Welcome to Love Lockdown: a new weekly column about how people are navigating romantic relationships in the time of coronavirus.
Last Monday night, my husband Phil and I tuned into Boris Johnson’s broadcast to the nation while sharing some rhubarb crumble and ice cream on the sofa. When lockdown was officially announced, I side-eyed Phil to check his response. Something in the air felt kinda...sexy?
That night, as the reality of our new lives sunk in, I started looking forward to going into lockdown with Phil and spending some quality time together. He travels for work most weeks, so the time we have together is limited. Despite this, our Monday to Friday is filled with mushy texts, flirty FaceTime calls and passionate reunions; even though we've been together for years, we struggle to keep our hands off each other and I still get butterflies when I see him.
My head was spinning with ideas. Could this be the best excuse for a home-based honeymoon? Who needed to jet off somewhere exotic when you could have romantic picnics on the kitchen floor, steamy sex 24/7, candlelit baths and frisky makeout sessions in the utility room.
This seemed like the perfect plan to me, and a realistic one too. Romance ain’t dead in our relationship.
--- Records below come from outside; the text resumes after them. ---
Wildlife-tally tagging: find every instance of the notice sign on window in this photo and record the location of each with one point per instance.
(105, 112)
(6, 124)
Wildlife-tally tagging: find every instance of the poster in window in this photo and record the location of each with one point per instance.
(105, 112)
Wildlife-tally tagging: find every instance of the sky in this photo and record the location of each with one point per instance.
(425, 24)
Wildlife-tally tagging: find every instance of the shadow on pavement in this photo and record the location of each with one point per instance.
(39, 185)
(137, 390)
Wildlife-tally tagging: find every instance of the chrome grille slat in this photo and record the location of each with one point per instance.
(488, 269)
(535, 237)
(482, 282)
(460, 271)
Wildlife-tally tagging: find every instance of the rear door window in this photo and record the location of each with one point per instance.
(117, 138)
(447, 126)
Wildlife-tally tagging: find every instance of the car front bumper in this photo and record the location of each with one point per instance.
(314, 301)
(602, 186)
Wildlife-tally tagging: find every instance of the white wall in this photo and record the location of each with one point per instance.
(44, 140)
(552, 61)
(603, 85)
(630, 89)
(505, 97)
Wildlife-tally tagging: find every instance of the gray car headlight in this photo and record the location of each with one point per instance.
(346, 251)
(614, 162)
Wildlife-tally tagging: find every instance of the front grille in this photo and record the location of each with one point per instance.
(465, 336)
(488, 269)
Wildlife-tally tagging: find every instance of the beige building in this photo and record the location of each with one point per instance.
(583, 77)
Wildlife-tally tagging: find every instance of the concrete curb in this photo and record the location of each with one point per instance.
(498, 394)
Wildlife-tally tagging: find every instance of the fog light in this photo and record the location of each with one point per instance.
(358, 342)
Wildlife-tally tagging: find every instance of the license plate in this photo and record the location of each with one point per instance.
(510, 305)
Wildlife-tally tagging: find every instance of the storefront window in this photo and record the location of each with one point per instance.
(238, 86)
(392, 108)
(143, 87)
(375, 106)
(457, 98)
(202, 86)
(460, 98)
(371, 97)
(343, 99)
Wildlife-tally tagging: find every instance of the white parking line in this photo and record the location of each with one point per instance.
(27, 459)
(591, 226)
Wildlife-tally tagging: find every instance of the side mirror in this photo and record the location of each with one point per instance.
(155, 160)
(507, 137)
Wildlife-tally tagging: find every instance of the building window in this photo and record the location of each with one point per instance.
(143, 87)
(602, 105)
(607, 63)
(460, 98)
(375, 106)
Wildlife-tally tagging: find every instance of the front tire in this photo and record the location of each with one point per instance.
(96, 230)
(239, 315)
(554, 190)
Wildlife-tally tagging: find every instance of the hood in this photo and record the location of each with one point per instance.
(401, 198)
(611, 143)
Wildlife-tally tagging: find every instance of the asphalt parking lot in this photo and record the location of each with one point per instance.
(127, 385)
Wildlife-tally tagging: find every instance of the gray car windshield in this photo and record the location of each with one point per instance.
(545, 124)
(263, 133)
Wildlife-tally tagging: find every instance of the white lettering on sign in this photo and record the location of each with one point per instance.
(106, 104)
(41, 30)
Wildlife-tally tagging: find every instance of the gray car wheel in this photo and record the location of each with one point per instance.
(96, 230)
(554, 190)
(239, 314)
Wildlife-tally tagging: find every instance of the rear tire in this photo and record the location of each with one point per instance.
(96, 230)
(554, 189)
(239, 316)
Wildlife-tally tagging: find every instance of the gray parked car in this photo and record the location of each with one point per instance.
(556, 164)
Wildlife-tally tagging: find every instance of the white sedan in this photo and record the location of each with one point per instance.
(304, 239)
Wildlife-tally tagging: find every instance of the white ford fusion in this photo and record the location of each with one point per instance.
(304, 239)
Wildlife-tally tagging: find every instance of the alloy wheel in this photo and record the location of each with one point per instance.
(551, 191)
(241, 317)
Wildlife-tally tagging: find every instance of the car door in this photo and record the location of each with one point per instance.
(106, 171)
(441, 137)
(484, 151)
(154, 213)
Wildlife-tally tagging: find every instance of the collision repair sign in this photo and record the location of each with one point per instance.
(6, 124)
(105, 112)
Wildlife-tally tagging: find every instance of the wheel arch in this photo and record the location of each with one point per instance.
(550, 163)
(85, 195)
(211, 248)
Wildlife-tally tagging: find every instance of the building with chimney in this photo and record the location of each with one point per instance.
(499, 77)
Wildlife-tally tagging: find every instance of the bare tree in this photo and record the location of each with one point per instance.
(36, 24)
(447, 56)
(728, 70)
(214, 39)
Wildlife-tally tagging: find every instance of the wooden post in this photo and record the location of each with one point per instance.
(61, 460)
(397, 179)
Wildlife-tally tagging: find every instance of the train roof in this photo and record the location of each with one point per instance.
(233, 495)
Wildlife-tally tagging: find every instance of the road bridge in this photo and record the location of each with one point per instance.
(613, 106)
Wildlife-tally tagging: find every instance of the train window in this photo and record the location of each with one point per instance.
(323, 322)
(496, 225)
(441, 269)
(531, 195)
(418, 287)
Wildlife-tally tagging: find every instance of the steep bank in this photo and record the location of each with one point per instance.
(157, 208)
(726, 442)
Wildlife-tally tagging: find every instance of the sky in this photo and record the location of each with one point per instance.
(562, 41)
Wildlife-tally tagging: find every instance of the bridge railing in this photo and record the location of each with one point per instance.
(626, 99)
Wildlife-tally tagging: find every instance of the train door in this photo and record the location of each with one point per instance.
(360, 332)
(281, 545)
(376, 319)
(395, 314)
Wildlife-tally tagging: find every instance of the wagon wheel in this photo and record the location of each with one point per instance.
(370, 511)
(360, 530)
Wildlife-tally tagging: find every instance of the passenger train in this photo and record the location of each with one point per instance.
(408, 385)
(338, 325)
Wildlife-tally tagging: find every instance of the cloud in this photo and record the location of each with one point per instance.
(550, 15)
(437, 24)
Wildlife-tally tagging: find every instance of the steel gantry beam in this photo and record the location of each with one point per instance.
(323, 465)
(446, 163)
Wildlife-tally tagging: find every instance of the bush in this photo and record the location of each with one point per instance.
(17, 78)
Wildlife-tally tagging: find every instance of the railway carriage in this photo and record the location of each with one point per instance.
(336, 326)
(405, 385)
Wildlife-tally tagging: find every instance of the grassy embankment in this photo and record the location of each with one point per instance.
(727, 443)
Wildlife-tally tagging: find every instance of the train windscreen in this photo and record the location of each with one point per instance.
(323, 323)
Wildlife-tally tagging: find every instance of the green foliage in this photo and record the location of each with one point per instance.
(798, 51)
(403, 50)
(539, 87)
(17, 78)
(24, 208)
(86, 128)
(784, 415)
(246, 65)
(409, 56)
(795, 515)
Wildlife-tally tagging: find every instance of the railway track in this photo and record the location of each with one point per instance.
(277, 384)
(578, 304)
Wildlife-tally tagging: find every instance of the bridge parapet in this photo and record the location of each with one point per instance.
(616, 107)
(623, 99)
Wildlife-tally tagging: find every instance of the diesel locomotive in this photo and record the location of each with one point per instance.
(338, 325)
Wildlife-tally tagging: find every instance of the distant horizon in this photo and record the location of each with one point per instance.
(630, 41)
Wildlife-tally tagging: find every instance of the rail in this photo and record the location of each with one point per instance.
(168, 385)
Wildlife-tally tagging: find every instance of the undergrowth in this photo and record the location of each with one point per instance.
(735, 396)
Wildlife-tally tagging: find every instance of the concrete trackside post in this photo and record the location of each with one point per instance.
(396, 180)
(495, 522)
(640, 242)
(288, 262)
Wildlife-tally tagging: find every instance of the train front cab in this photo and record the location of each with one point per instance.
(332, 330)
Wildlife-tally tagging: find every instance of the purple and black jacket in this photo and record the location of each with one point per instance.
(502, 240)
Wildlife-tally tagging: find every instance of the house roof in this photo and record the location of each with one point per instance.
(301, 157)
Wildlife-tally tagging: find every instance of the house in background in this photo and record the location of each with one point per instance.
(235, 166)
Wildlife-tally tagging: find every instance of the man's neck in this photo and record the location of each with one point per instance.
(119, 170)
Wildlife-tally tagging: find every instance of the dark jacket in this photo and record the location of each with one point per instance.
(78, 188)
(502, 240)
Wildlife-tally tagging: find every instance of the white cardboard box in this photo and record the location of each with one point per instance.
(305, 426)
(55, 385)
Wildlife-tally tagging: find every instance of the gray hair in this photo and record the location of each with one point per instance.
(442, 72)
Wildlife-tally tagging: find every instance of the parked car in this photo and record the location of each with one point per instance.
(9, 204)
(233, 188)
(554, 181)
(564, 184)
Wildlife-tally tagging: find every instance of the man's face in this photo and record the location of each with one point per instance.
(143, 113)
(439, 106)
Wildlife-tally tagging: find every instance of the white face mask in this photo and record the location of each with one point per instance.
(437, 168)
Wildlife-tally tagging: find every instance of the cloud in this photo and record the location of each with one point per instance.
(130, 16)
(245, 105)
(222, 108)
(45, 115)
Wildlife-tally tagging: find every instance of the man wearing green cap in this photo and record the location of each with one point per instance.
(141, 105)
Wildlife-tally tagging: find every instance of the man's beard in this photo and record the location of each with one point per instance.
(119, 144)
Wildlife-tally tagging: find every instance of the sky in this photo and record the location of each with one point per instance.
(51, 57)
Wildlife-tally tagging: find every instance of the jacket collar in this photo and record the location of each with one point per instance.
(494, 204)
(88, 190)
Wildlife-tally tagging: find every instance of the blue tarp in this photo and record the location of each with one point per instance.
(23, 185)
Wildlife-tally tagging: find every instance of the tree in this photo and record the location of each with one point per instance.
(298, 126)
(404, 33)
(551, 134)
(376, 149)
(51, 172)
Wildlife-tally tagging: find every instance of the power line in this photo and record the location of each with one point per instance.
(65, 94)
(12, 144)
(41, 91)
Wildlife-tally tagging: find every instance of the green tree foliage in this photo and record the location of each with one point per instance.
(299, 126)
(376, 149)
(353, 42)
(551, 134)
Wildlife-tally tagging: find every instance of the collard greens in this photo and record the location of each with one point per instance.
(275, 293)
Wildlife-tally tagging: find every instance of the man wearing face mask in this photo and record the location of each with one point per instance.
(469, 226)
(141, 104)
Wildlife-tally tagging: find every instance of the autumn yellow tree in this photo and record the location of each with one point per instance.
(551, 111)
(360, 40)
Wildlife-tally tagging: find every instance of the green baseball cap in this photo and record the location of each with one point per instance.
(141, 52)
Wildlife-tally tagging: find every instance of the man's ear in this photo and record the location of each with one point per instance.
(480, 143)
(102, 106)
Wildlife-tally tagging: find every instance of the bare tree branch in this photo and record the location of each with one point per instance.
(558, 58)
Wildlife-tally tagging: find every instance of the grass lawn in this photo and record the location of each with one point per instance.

Since we bought our house two-and-a-half years ago, I wake up to Phil making breakfast for me every morning (which varies between a Spanish omelette and an array of fruit and cereals laid out on the dining room table), all because he knows I struggle to function properly before 9am.
But here’s the thing. Pre-lockdown, we’d normally start and finish the day together but now all routine has completely vanished. Being in isolation, working from home and going on one walk a day has meant our sleeping and eating patterns aren’t aligning. I’m guilty of going to bed and waking up later, whereas Phil’s kept to his normal early riser routine. And where we’d usually get all lovey-dovey after a film in the evening, coronavirus news updates have left us drained and overwhelmed.
Despite this and given how affectionate our marriage is, I thought lovemaking in lockdown would be business as usual. More time at home = more sex, right? Wrong. Our days have somehow been filled with longer work hours, binge eating, rushing out to supermarkets, Houseparty chats, online workouts and COVID-19 news updates.
And when it comes to feeling sexy in lockdown, I’ve never felt so far from it. Not commuting into town for meetings or going out for dinner with friends has meant that wild hair is an around-the-clock look, makeup has been demoted to low priority and staying in my jammies 'til 2pm is a new vibe.
On Thursday, we realized we just weren’t prioritizing spending time with each other, even though we were spending every minute together. I was 40 minutes into my virtual Zumba class, which was taking place in the kitchen, when Phil beckoned me to come upstairs. Sweating profusely and so out of breath from trying to master the upbeat salsa routine that I couldn’t even give him a verbal rejection, we had to admit that our sex drives just weren’t synching.
When it hit home that this was not normal for us, we agreed we needed to find time together with absolutely no distractions. We had been guilty of thinking lockdown would inevitably lead to more time together, but that was complacent of us.
It dawned on us that the time and effort we put into our marriage pre-COVID-19 was still required — if not more so.
Finding peace in positivity and appreciation has helped us get back to a healthier mindset — and we’re trying our best to stay away from Twitter and every news channel on the hour.
As for myself, I’ve learned the importance of self-care in lockdown. Attempting to get back to my skincare regime and pampering myself with face masks and at-home facials has been a savior. Heck, I’ve even started spritzing my signature fragrance every morning to feel more like myself. Focusing on my own mental wellbeing has helped us both, how we prioritize each other and can find meaning in this uncertain, frightening time.
Love in lockdown is definitely a new challenge for couples, whether you’ve just started dating, are happily married or celebrating a milestone anniversary. My advice is to try and accept that the world is in a stage of temporary grief. And while you’re longing to get back to normality, be that a great sex life or resuming your favourite hobby, we’re all just trying to find our new normal in this transition period. And that’s okay.